That night, he had a craving for cake. (Actually, he had a craving for cake batter, but cake is a good way to use up unfinished batter.) As he separated the egg yolk from the white, he chuckled and said, “Oh no, I’m going to waste three egg yolks!”
I was about to roll my eyes and tell him to go ahead and toss it, but then I told myself, “I promised not to waste food. No scrap left behind!”
So I put the three egg yolks in the fridge until I could figure out what to do with them.
Finally, I just added them to scrambled eggs. You can also add them to omelets. One yolk per one regular egg was a good ratio. This made my scrambled eggs brighter, more flavorful, and more nutritious (all the nutrients are in the yolk).
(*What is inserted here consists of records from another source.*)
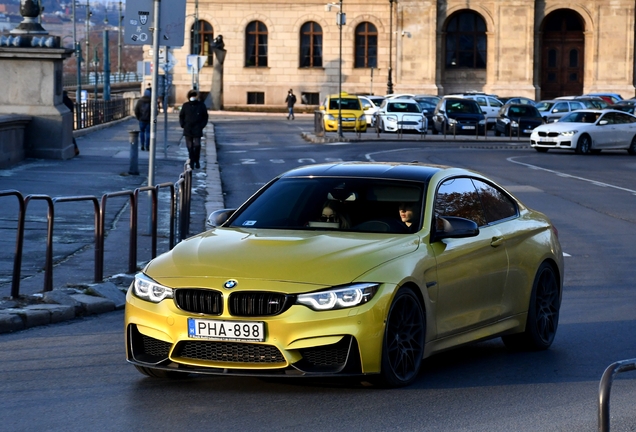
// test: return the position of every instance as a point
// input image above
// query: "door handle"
(496, 241)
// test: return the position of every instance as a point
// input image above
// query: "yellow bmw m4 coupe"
(349, 269)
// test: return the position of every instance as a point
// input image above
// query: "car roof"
(413, 171)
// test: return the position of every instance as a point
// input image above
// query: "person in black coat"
(193, 118)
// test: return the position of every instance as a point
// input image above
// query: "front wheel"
(584, 145)
(543, 313)
(404, 336)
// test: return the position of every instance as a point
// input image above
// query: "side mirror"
(218, 217)
(454, 227)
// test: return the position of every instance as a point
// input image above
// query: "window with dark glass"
(201, 37)
(311, 45)
(256, 44)
(366, 46)
(466, 41)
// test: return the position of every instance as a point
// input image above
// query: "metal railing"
(70, 81)
(605, 387)
(95, 112)
(180, 200)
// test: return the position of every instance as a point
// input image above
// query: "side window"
(561, 107)
(496, 204)
(458, 197)
(494, 102)
(481, 101)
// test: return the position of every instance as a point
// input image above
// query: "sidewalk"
(101, 167)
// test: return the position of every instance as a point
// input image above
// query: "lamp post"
(341, 19)
(87, 34)
(95, 64)
(119, 43)
(389, 83)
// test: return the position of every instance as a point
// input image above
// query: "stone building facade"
(538, 49)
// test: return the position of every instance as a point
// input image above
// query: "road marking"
(562, 174)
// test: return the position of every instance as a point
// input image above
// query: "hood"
(306, 257)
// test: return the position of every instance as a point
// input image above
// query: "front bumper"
(298, 342)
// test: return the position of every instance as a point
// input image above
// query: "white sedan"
(401, 114)
(588, 131)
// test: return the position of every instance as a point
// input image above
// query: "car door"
(471, 272)
(625, 130)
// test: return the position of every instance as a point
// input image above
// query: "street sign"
(139, 20)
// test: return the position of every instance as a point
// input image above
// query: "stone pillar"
(31, 76)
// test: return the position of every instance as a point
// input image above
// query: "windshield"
(403, 107)
(462, 107)
(343, 204)
(523, 111)
(580, 117)
(347, 103)
(544, 106)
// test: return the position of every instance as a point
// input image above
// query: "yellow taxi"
(350, 107)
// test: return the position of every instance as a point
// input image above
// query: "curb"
(62, 305)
There are a lot of recipes that call for egg whites without the yolk – an angel food cake might call for as many as twelve egg whites. But there are lots of recipes that call for egg yolk only, most of them sauces and desserts: hollandaise sauce, puddings, eggnog, alfredo, caeser salad dressing, crème anglaise, crème brulee, and certain types of cakes and pies.
My philosophy, though, is using up food shouldn’t mean making more food. If you don’t finish what you made, you end up wasting more than if you had just thrown the yolk away in the first place. Of course, if you actually do want to make pudding and hollandaise sauce, then it’s a good idea to save your egg yolks.
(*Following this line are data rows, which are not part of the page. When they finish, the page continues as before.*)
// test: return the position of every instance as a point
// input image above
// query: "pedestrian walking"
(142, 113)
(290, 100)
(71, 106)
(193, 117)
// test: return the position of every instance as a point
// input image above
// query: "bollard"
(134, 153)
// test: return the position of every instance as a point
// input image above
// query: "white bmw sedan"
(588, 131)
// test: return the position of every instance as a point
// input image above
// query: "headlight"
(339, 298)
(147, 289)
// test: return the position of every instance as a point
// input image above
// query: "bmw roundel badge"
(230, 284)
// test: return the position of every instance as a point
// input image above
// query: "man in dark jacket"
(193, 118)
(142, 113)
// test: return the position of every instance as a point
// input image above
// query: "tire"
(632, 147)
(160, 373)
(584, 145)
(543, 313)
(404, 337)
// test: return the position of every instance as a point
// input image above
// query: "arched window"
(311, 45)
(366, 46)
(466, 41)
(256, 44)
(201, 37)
You can hypothetically freeze them. Put each egg yolk in an ice cube tray and sprinkle with a little salt or sugar first (because that supposedly does something???). But unless you have a plan for how you’re going to use them, I wouldn’t recommend taking up precious freezer space for yolks you aren’t likely to use.
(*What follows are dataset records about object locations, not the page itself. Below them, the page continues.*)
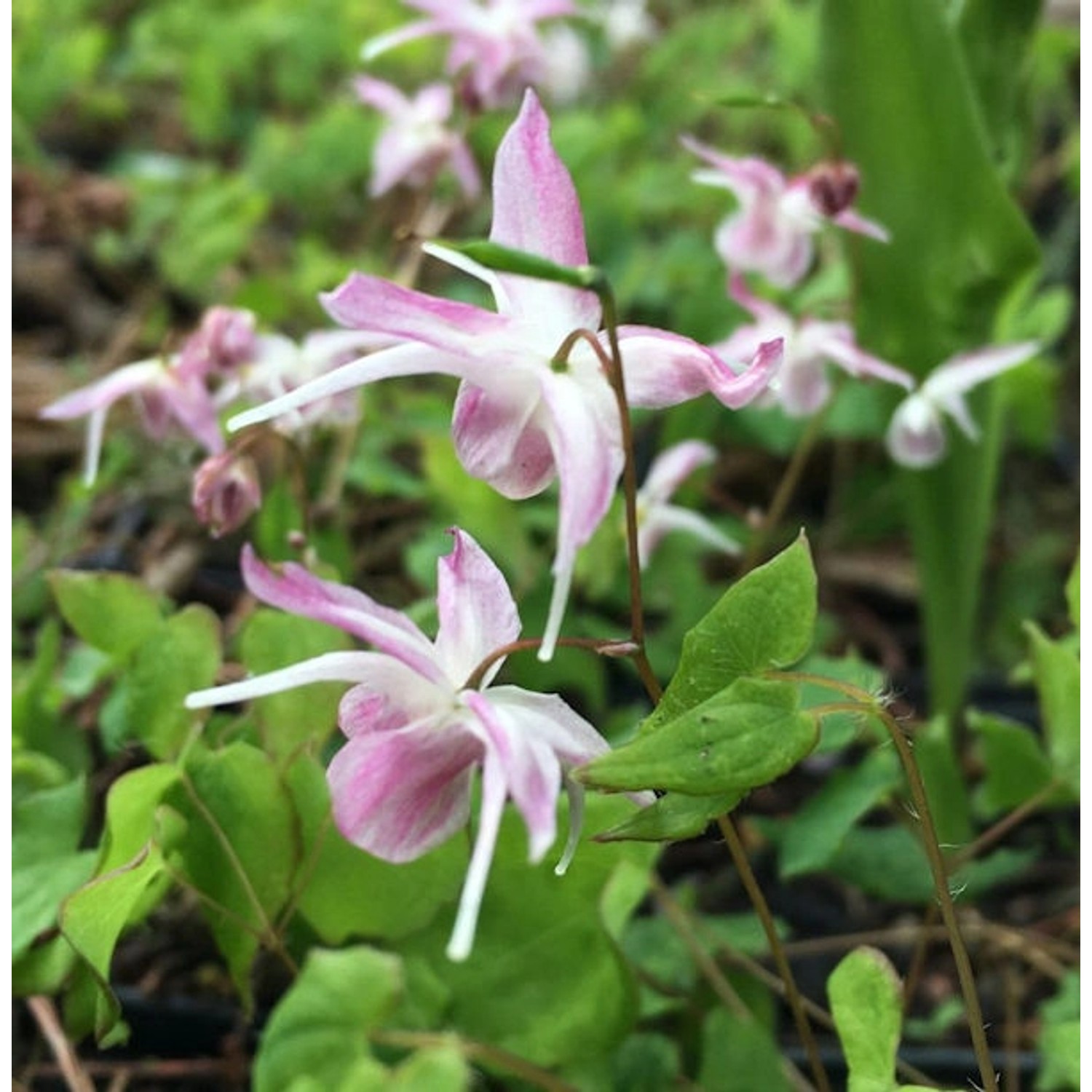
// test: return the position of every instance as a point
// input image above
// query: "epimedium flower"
(657, 517)
(803, 386)
(415, 142)
(771, 231)
(496, 45)
(422, 716)
(526, 413)
(917, 437)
UPDATE: A reader who went to culinary school told me you actually CAN'T freeze egg yolk, though you can freeze raw egg whites. I have a rule not to post anything I haven't actually tried. This is what happens when I break that rule!
You can plop one egg yolk into your smoothies. This makes them smoother, richer, and more nutritious. It's cheaper than buying protein powder!
People also use them in their hair and as a facial. I guess that counts as not wasting, though you aren’t technically eating them.